Толстой до и после
Светлана Проскурина сняла вполне близкую к тексту экранизацию «Анны Карениной» — совпадают имена, явки, пароли. Есть лошади (не Фру-Фру, но все-таки), поезд, оттопыренные уши законного супруга, наконец. Сценарий написал Василий Сигарев, у которого мастерство драматурга имеется точно. Когда-то он получил премию Evening Standart из рук Тома Стоппарда — теперь проделывает тот же трюк, что британец в «Розенкранце и Гильденстерне» — показывает канонический сюжет глазами второстепенных персонажей: Сережи, сына Анны и Каренина.
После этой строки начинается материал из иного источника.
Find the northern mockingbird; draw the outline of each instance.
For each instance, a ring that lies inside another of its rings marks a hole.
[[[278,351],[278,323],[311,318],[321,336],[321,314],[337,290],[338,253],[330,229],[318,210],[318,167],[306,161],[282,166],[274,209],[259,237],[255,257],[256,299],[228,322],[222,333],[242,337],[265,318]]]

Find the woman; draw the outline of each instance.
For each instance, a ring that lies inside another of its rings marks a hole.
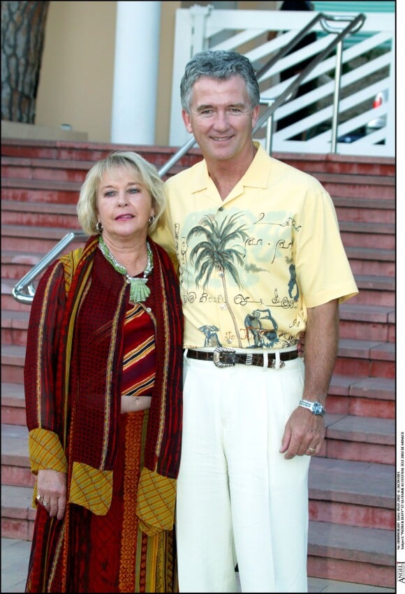
[[[34,298],[24,368],[37,506],[27,592],[177,591],[173,518],[183,319],[154,166],[118,151],[87,173],[90,236]],[[158,362],[159,358],[159,362]]]

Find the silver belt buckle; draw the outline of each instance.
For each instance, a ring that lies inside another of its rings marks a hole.
[[[235,365],[235,361],[232,361],[231,363],[225,363],[224,361],[221,361],[221,355],[222,353],[233,354],[236,351],[233,349],[228,349],[228,347],[216,347],[212,353],[212,361],[214,361],[214,365],[216,367],[234,367]]]

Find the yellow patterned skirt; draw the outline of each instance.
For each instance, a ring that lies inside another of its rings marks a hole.
[[[71,504],[59,521],[38,506],[26,592],[178,592],[174,530],[147,536],[135,514],[148,416],[121,414],[105,516]]]

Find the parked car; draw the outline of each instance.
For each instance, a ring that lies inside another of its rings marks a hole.
[[[374,97],[373,101],[373,108],[380,107],[383,103],[388,100],[388,90],[385,89],[380,91]],[[374,132],[375,130],[379,130],[383,128],[386,123],[387,118],[385,115],[381,115],[378,117],[375,117],[371,119],[365,126],[353,130],[348,134],[343,134],[337,139],[338,143],[354,143],[358,140],[359,138],[362,138],[363,136]]]

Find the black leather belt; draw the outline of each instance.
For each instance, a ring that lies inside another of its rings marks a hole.
[[[254,365],[259,367],[263,366],[263,355],[262,353],[237,353],[233,349],[225,347],[217,347],[214,351],[196,351],[189,349],[187,356],[191,359],[198,361],[211,361],[216,367],[233,367],[240,365]],[[281,367],[284,366],[284,361],[296,359],[298,352],[295,351],[287,351],[280,353],[280,361],[282,362]],[[267,353],[267,367],[274,368],[276,364],[276,354]]]

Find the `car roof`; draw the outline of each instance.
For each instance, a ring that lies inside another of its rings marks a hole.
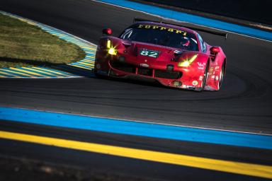
[[[186,28],[179,26],[179,25],[167,24],[165,23],[157,23],[157,22],[152,22],[152,21],[137,21],[135,23],[134,23],[133,25],[138,25],[138,24],[164,26],[164,27],[167,27],[167,28],[174,28],[174,29],[177,29],[177,30],[186,31],[188,33],[193,33],[194,35],[196,35],[196,33],[197,33],[196,31],[191,30],[189,28]]]

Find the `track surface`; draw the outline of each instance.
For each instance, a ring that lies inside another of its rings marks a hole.
[[[94,43],[97,43],[104,28],[112,28],[113,35],[118,35],[130,25],[134,16],[155,18],[89,0],[8,0],[1,2],[1,10],[55,27]],[[234,34],[230,34],[227,41],[220,37],[202,35],[209,44],[222,46],[227,57],[225,81],[218,92],[198,93],[167,88],[157,83],[94,77],[0,79],[0,105],[272,134],[272,43]],[[0,121],[0,128],[216,159],[264,165],[271,165],[272,161],[271,151],[261,149],[123,136],[4,120]],[[0,140],[0,156],[23,156],[132,177],[176,180],[256,180],[239,175],[15,141]]]
[[[88,1],[5,1],[1,9],[96,43],[101,29],[118,35],[141,13]],[[133,81],[76,78],[0,80],[0,105],[272,134],[272,43],[231,34],[203,35],[227,57],[219,92],[196,93]]]

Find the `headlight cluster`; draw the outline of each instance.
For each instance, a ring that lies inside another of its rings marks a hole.
[[[190,59],[186,59],[183,62],[178,62],[178,66],[188,66],[196,59],[197,57],[198,54],[196,54]]]
[[[111,55],[116,55],[117,54],[117,50],[115,47],[113,47],[113,45],[111,44],[110,40],[107,40],[107,50],[108,53]]]

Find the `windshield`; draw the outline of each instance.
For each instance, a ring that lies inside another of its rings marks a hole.
[[[166,47],[198,51],[196,36],[181,30],[153,25],[135,25],[126,29],[120,38]]]

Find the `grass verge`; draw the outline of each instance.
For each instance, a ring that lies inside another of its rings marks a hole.
[[[0,68],[69,64],[83,59],[77,45],[0,13]]]

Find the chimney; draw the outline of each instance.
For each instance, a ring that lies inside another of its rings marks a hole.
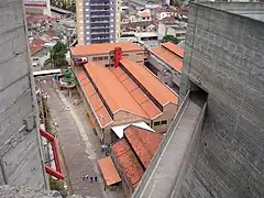
[[[121,47],[116,47],[113,51],[113,57],[114,57],[114,67],[119,67],[119,62],[122,57],[122,48]]]

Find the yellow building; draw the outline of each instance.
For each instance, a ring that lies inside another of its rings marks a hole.
[[[120,0],[76,0],[78,44],[118,41],[120,10]]]

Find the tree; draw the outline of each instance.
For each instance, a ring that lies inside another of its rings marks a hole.
[[[166,42],[172,42],[174,44],[178,44],[179,41],[177,40],[177,37],[175,37],[173,35],[165,35],[163,37],[163,43],[166,43]]]
[[[63,43],[56,43],[51,51],[51,62],[55,67],[67,66],[68,63],[66,61],[67,47]]]

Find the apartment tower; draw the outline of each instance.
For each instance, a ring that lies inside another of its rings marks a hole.
[[[120,0],[77,0],[78,44],[114,43],[120,34]]]

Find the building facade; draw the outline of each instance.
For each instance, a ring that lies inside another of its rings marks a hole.
[[[157,166],[146,170],[133,197],[264,197],[264,4],[191,2],[188,11],[179,91],[186,108],[175,119],[185,129],[172,127],[172,136],[187,134],[193,119],[197,136],[189,145],[164,141],[160,147],[167,153],[154,156]],[[199,119],[191,116],[200,97],[185,105],[194,88],[207,94]],[[180,164],[173,158],[177,146]]]
[[[120,0],[77,0],[78,44],[114,43],[120,34]]]
[[[26,14],[52,15],[50,0],[23,0]]]
[[[46,188],[23,1],[0,2],[0,185]]]

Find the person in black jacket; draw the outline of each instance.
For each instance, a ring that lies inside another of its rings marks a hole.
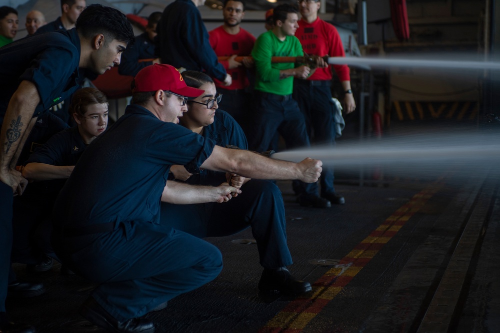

Как до такого хода до сих пор ни один театральный хотя бы деятель не додумался — остается только гадать.
«До свидания, мама» — кроме прочего, парад-алле недооцененных. Чувствуешь неловкость — Александра Ребенок, исполнительница главной роли, на экране мелькала в безделушках и бац — выросла в серьезную большую актрису. Проскурина — тоже недооценена до обидного (премию «Кинотавра» за прошлую ленту «Перемирие» не примешь даже спросонья за признание), хотя обладает целым набором уникальных навыков. Единственная, например, умеет снимать обнаженную натуру — и делает это здорово в каждом фильме, в одиночку в русском кино тянет лямку рефлексии на тему телесности. Ее талант — изобразительный, и в «Маме» она, наконец, демонстрирует его в полный рост. Снимает сосны, песок, шоссе, тянущиеся вдоль серого моря, усыпанный елочными иголками батут, огни за окном. И из этого всего лепит фильм.
«Мама» — фильм почти совершенный по части драматургии, актерской игры и изобразительного решения. Все вместе складывается в крепко сбитый техничный фильм. Подвох на этом гладком автобане ждет зрителя после того, как лента переваливает за экватор. Анна исчезает с Вронским, Каренин остается один на один с Сережей. Здесь Проскурина с Сигаревым додумывают мужской мир, потерпевший крушение в северных фьордах, за Толстого — и выруливают в самые неожиданные зыбучие пески. Появляются антиклерикальность, попытка найти почву в православии. Вводится новая женщина Каренина, набожная тетка, Сережу отправляют в церковную школу, где он бубнит «скоро Пасха» и учится обращаться с крашеными яйцами. На фоне изящества первой части, эдакой шарады на тему «Карениной», которую интересно и весело разгадывать, финальный блок выглядит суровым и удушливым надгробным камнем. За выверенными красками, отточенной формой — начинается традиционный суровый русский народный кошмар, болотная тать. Проскурина перековывает на глазах у любезной публики орала обратно на мечи, обращает весь свой талант живописца на службу злейшей, почти щедринской сатиры против мракобесия. От сатиры не легче — ужас от гнилых автобусов с паломниками, пузатых моржей, плещущихся в купельках, постных пирожков еще сильнее. Видимо, такая финальная точка изящного фильма-бонбоньерки по мотивам классики логична — как ни мучительно ее смотреть. Что ни собирай — получится автомат Калашникова. Что (и как!) не снимай — будет русский народный кошмар с церковкой и свечками. Выхода нету. Пока.